For more than a quarter of a century, I spoke French almost exclusively — all day long with all my students at the college (I taught by immersion & used only French), then back home with my kids, with whom I’d never used English. With no time to go out and be with friends (being a mostly-single parent, professor, business owner, etc), my life happened only in French, all day, every day. For years.
And then my kids grew up and moved away, and I retired. Suddenly, the few interactions I had each day — the handyman, the bagger at the supermarket, the clerk in the Post Office — were in English.
And now there’s Covid, and I have practically no interactions at all. In any language.

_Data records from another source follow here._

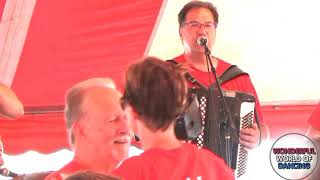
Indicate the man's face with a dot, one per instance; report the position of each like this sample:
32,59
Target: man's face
199,22
105,127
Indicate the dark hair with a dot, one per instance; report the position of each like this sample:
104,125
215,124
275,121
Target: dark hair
157,91
88,175
198,4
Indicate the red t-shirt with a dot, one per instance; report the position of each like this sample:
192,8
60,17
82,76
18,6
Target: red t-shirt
185,162
314,119
67,170
240,83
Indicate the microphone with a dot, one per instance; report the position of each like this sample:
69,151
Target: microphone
194,81
202,41
6,173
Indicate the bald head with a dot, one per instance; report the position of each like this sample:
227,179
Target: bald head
104,82
96,94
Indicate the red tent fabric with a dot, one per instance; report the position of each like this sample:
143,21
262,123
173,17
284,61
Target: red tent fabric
69,41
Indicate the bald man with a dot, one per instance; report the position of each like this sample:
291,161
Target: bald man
98,130
10,106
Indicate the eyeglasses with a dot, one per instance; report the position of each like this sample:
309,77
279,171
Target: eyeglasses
197,25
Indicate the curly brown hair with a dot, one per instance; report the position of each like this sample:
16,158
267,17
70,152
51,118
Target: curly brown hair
157,91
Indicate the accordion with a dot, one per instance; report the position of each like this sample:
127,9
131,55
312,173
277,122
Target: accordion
213,136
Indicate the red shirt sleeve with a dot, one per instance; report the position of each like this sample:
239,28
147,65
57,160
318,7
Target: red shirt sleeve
314,119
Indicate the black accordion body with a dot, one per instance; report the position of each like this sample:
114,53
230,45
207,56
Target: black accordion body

Culture shock. Like when you move to another country and everything’s suddenly different — including how you express yourself. It just doesn’t feel right anymore.

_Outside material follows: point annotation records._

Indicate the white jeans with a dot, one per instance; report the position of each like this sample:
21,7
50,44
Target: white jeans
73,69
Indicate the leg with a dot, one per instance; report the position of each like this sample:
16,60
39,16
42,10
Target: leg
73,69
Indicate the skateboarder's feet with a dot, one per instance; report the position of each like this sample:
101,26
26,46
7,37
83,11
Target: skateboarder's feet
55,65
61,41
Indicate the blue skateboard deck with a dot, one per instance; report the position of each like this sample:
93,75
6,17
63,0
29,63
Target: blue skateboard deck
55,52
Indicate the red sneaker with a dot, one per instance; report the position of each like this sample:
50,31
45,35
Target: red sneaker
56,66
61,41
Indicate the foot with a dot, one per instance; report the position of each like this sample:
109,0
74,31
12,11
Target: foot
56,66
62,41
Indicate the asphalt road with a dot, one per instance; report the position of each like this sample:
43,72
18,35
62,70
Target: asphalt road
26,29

Covid has certainly produced its own type of culture shock. Habits that have always been firmly, societally ingrained have become foreign. It no longer feels right to shake someone’s hand. To hug anyone. To speak face to face, unmasked — especially in English.

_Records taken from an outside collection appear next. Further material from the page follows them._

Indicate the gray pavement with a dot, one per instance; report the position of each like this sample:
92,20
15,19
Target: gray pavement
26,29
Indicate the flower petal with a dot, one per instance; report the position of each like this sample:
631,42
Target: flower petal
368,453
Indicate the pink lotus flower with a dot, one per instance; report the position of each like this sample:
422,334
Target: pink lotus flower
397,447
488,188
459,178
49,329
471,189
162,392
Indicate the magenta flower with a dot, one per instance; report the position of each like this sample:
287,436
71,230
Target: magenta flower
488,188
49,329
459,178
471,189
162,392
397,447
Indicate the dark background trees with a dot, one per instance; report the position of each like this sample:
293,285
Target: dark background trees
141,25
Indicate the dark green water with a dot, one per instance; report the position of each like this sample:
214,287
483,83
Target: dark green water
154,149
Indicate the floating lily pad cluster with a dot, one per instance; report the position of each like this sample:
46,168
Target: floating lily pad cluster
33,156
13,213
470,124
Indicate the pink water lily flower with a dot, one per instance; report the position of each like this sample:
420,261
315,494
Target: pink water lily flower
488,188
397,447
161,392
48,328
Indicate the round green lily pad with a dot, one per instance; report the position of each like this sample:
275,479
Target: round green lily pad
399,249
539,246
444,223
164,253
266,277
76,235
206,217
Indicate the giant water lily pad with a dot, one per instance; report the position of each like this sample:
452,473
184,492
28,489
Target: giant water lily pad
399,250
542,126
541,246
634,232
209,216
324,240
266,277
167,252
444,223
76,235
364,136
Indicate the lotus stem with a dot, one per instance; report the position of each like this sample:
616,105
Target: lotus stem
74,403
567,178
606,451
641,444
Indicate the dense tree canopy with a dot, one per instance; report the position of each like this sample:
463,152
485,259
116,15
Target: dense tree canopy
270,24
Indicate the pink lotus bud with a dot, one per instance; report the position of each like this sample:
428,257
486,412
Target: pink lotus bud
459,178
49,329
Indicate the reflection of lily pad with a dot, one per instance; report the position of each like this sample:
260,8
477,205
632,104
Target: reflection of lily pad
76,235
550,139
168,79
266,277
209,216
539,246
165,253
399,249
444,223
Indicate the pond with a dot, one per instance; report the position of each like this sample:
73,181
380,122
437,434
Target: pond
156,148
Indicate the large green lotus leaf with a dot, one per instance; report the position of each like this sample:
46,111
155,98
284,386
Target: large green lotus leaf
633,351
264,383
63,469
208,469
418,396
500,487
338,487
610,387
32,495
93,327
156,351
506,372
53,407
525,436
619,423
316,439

They say that retirement can be one of the biggest stressors in an adult’s life. One of the biggest changes. Maybe. I’m sure that a pandemic ranks right up there, too — along with changing which language you use with your kids. Your friends. Your students.
Maybe someday they’ll learn that, aside from the well-documented benefits to the brain, being multi-lingual makes you more able to handle the unknowns of a pandemic with aplomb. I hope so.
That would be a nice gift to have given my kids.